The 2017 Oregon Legislature requires the Oregon Transportation Commission to develop a proposal for tolling on Interstate 5 and Interstate 205 from the state line to the junction of the two freeways just south of Tualatin, with the stated purpose of reducing congestion. Our office in Portland (Region 1) is in charge of that directive. We encourage you to visit the website for more information.
In the meantime, the Office of Innovation is investigating the technology and back-office functions of tolling, such as capturing data from vehicles, processing the data and completing the billing cycle. Our staff has called other states to learn about their tolling systems, lessons learned and more. We’ve discovered common themes in these conversations, such as challenges with contract management, high administrative costs, interoperability issues and clunky tolling technology. This got our staff thinking: What if we designed the system around user needs, rather than simply replicating what is being done in other states?

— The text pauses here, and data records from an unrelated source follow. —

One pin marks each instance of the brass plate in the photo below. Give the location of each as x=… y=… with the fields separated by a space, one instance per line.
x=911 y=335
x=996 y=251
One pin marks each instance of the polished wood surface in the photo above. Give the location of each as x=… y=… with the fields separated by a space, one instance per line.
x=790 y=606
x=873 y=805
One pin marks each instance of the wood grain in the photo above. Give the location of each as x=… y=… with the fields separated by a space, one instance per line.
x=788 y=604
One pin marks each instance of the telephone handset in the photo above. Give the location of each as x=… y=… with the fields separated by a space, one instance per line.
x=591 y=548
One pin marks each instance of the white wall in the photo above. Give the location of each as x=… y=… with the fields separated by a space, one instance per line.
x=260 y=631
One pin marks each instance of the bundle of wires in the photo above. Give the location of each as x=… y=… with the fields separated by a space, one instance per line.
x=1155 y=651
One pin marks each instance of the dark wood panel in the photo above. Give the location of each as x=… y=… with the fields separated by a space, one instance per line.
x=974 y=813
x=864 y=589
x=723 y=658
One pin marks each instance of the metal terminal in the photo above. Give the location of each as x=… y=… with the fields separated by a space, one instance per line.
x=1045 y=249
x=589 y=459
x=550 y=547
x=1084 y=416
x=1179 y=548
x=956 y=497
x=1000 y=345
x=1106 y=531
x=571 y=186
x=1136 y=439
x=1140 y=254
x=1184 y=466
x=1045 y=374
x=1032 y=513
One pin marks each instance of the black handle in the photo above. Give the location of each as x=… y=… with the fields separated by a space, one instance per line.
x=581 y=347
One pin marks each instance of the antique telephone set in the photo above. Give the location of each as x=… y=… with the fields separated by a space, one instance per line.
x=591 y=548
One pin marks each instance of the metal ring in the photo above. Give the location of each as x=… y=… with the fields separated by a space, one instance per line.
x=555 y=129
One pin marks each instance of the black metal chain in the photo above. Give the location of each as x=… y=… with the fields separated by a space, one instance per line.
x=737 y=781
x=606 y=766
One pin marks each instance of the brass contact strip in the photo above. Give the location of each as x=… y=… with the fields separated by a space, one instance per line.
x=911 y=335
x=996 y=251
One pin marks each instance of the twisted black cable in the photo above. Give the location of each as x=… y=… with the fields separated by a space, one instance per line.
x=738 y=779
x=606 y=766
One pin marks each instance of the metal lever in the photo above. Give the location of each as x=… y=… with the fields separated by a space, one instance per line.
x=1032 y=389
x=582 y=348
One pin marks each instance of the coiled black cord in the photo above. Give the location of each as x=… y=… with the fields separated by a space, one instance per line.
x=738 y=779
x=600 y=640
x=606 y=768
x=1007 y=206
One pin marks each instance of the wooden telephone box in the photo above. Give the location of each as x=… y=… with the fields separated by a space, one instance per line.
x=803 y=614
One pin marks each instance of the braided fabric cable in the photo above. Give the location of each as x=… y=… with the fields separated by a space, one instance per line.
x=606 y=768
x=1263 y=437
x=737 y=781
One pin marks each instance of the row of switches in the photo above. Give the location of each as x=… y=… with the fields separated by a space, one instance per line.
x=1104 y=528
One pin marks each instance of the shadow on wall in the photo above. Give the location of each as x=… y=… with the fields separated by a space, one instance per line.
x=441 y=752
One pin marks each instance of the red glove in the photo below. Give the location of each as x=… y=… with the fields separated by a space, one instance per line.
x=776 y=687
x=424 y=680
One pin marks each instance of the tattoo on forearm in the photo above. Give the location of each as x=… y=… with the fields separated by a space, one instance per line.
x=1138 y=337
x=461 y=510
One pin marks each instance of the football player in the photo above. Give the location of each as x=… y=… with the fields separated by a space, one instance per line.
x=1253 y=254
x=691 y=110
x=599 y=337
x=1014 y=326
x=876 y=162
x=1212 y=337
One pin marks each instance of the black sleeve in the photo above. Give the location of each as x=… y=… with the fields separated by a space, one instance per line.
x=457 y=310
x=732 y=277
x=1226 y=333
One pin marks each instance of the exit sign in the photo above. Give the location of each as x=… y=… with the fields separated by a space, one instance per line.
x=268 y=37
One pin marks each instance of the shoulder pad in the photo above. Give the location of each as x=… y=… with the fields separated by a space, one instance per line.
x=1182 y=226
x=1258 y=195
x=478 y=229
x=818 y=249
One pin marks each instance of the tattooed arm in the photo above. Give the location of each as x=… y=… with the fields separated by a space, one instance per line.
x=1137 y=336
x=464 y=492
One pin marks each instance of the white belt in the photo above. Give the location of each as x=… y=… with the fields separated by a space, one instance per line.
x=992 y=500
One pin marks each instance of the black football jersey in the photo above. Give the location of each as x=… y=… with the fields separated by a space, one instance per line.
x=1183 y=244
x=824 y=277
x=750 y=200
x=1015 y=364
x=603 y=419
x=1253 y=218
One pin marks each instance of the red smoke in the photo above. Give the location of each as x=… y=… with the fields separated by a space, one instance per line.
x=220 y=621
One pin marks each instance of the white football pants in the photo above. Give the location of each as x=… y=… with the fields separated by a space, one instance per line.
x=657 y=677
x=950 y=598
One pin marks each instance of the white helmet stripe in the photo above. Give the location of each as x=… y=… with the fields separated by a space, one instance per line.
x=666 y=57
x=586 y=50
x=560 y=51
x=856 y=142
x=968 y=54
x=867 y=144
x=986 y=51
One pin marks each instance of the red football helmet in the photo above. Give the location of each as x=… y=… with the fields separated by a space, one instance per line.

Oregon is entering the tolling conversation at a time when people and infrastructure are becoming increasingly connected to vehicles. Here in the Office of Innovation, we’re already working on connected and automated vehicles and associated technology, and we’re leading the way in road usage charging; now we’re working “behind the scenes” to complement the work our Portland office is doing on value pricing.
What we’re doing at the Office of Innovation
As the Portland region is evaluating the best location for value pricing, we are investigating whether the state could create a system in which users could leverage the technology they activate or decide to put in their vehicles to pay tolls. An open system like this one could make paying tolls as convenient as possible to the driver.
The Office of Innovation has contracted with WSP to investigate a potential open system, and is working with ODOT staff all over the agency to develop tolling system requirements. In late 2018, Office of Innovation will present the costs, benefits, risks, and timing to develop either a conventional system or a more open system to the Oregon Transportation Commission.